J/K, I'm interesting in reading DF's analysis on Shadows of Mordor. Hopefully tomorrow :)


Lol haha. Not likely the situation. There is a small footnote that the comparison is from sept 30 patch. I have a small fear that game spot had made a mistake but we'll really need DF this time to doubly check since game spot came out of the gates first.
 
From DF:
PS4 is basically a match for the high quality setting on PC, which requires a graphics card with 3GB of RAM for best performance.

PS4:
http://images.eurogamer.net/2013/ar.../0/PS4_003.bmp.jpg/EG11/quality/90/format/jpg

PC @High
http://images.eurogamer.net/2013/ar...0/High_003.bmp.jpg/EG11/quality/90/format/jpg


http://www.eurogamer.net/articles/digitalfoundry-2014-eyes-on-with-pc-shadow-of-mordors-6gb-textures

IMO Texture quality looks identical , HBAO on PC and SSAO on PS4 , FXAA on PS4 and MSAA on PC , clothing details on PS4 nearly identical to PC@Ultra setting.
 
Since I'm dying to know lets say Shadows of Mordor and Alien Isolation resolution on X1, but we have to wait for DF articles, since this is the info we really want I wonder if they could just make mini articles about the resolution quickly? Just a couple paragraphs. And then do the full looks/faceoffs in due time.

You'd still get the hits.

But I always find it funny that we dont know the resolution until somebody tells us. That's how little difference it makes I guess.

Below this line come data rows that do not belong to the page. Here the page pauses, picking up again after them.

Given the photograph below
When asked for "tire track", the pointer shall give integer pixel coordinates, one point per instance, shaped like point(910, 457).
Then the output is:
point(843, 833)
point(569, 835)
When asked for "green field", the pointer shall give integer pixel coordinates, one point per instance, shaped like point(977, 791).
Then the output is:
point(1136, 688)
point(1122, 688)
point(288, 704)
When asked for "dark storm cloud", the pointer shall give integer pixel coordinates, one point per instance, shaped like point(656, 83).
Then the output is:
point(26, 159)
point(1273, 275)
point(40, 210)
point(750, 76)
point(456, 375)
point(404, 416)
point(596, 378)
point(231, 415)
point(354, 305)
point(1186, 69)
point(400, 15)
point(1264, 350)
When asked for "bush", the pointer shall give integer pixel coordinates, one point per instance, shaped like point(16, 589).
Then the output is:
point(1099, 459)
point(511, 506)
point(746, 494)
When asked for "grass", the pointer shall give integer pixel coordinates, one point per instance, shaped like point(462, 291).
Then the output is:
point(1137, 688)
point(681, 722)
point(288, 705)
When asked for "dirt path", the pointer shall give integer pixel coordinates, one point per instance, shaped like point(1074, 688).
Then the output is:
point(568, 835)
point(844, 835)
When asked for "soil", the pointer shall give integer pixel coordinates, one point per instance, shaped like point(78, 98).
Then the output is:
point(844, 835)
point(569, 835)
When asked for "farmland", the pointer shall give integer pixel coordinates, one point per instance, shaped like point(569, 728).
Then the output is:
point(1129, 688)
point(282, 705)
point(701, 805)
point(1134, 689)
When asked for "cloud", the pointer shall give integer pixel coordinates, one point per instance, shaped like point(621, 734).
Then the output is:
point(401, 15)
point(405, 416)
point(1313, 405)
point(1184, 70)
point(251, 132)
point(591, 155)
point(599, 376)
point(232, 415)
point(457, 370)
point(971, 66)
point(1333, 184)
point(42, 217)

Although too be fair, people do often note a 900P game looks "fuzzy" or so forth before we know it's 900p officially, even at non technical place like GAF. Then again sometimes they are probably wrong and it's just FXAA or something, which gets us back to square one, we have to have someone tell us.
 
-PS4 has higher resolution shadows and more dense vegetation (PC quite a bit more dense than both).
I've seen barely any vegetation at all on PS4. There are clearly places bushes for concealment (ala Assassin's Creed) but that's about it. Must not have ventured far enough.
 
I've seen barely any vegetation at all on PS4.
You don't want their to be. It clogs the air vents and attracts bugs and spiders that can make a mess of the internals. I always remove early grass and moss growths as soon as I see them, and I advise the same.
 

I'm pretty sure that the PC version has no kind of AA. Some lines do look to be smoothed (mostly around the fur area), but upon closer inspection, it's apparent that the PC version has no AA. You can inject it though.
 
Shadow of Mordor face-off is up. Mostly the same, PS4 a few minor graphical pluses, plus 1080, X1 comes in at 900. Neither has framerate problems, holding a steady 30.

So I guess the idea there was some kind of "day one patch" to put the X1 at 1080 must have been rubbish?
 
Shadow of Mordor face-off is up. Mostly the same, PS4 a few minor graphical pluses, plus 1080, X1 comes in at 900. Neither has framerate problems, holding a steady 30.



So I guess the idea there was some kind of "day one patch" to put the X1 at 1080 must have been rubbish?


Yup. Mistake on gamespot. Poor way to
come out of the gates if they want to get in on the comparison video market.
 
That's I suppose because the fur is partly transparent, making it appear aa'd.
 
No sign of the full article yet, but the framerate analysis for Forza Horizon 2 is up on youtube, and is entirely uneventful, with no deviations at all from a rock-solid 30fps with perfect frame-timing (there's a couple of occasions where the frametime display records a 16ms frame, but those are all at points where the video is cut between different recorded segments, so I'm pretty sure they're false positives).